The public now knows that Don Jr. (and Mannafort, and Kushner, and Flynn, and…) lied about taking that meeting, as well as the purpose for it. They lied several times. Many times.

And, it appears, so has his father, the President of the United States, who denies any knowledge of the reported meeting, despite the fact that he is known to be a micro-manager par excellence.

This is not the television set of Dallas! This is the White House!

Too many people have been caught in too many lies.

Congress requires palliative care and the Administration is paralyzed.

I am left to wonder why the line between truth and lies, between honesty and obfuscation, has become so damn blurred.

Maybe it’s because too many people still lie to themselves (and others) about stuff that doesn’t even matter: their weight on a driver’s license, or their age, or past experiences, or present circumstances. All the time. Because they think it doesn’t matter.

It does. Like pebbles in a pond, lies add up.

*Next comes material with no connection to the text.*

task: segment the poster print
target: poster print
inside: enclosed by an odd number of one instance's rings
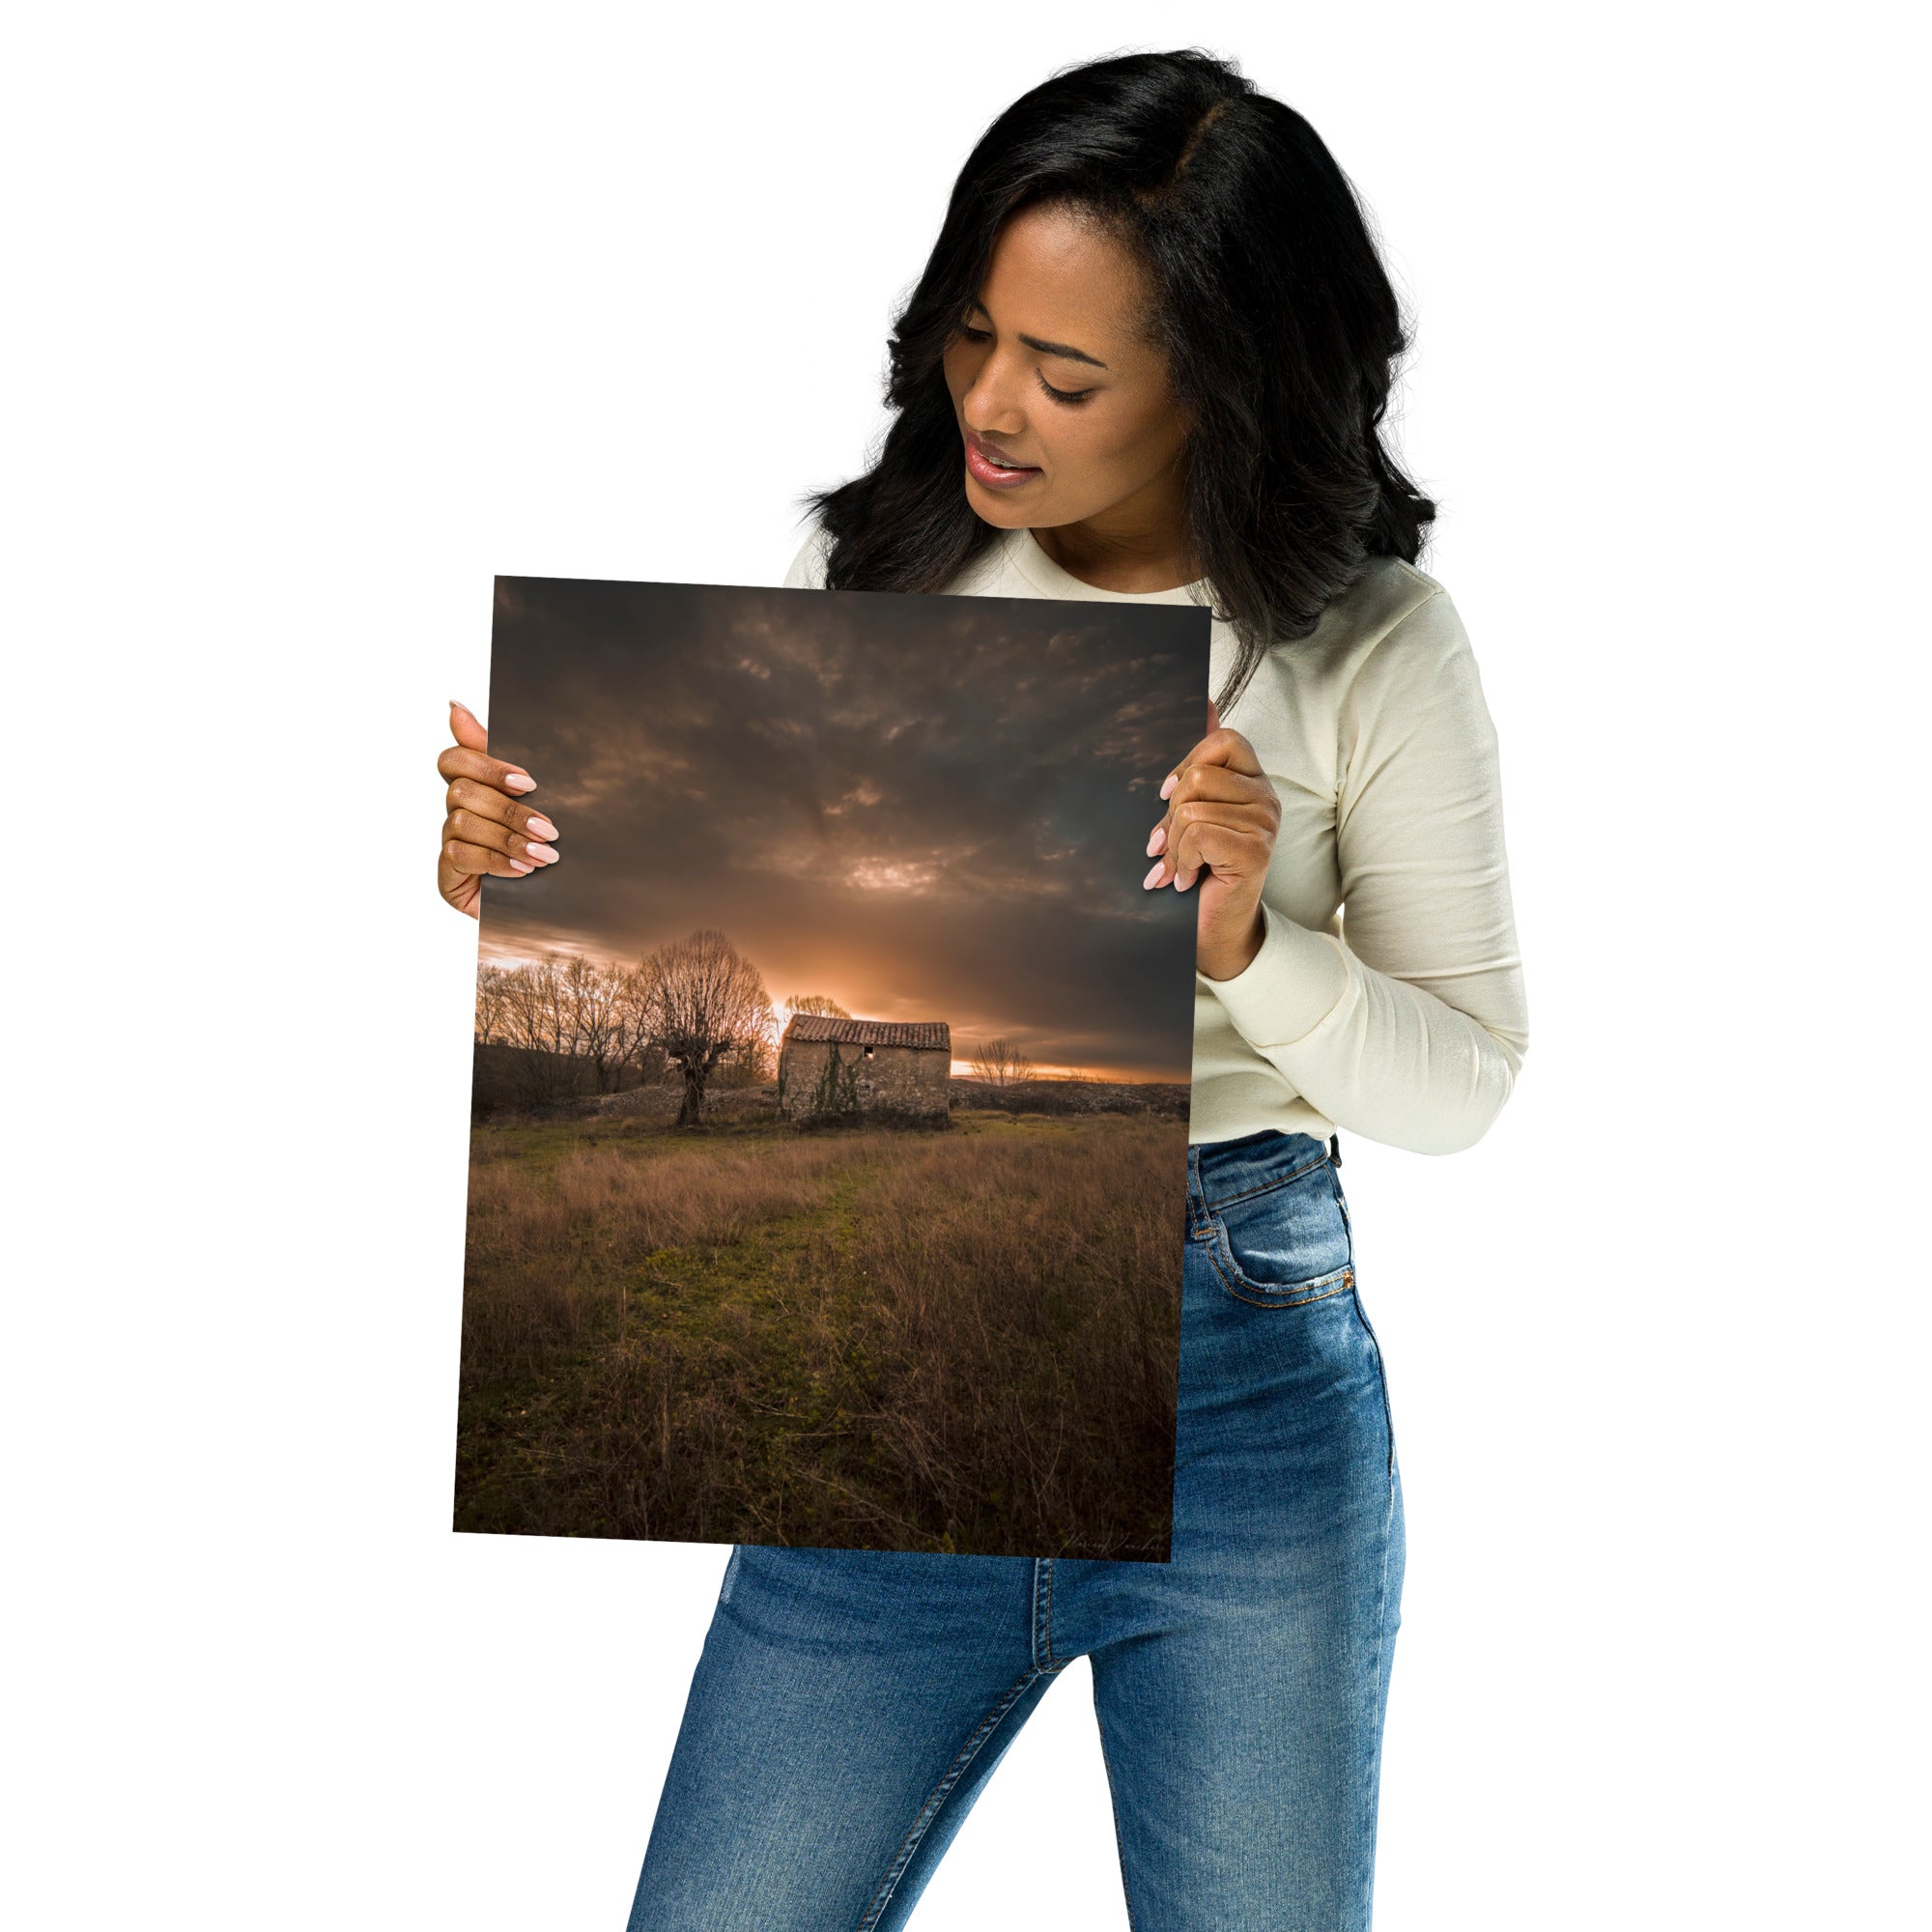
[[[456,1528],[1166,1560],[1208,636],[497,580]]]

And we lie about stuff that does matter, too: our feelings, our hopes, dreams, regrets.

So maybe the blurred lines are a result of all the little lies, compiled into a giant reflection of the collective we’ve become. An accumulated mountain of pebbles.

Lying, cheating, stealing: they’re called ‘honour’ offences and can be the basis for expulsion from school, but not, apparently, from office.

Don, Jr. wanted a voice. He wanted to impress his father. He wanted to help the campaign, to feel important, whatever. I’m sure “he’s a good boy,” as father says.

But Don Jr.’s intentions do not matter.

His actions do.

He lied.


No blurred line there except to those for whom lying—in small and large ways—has become such a comfortable blindness, such a protection from the harsh light of reality, that they would rather blur another line than admit it exists at all.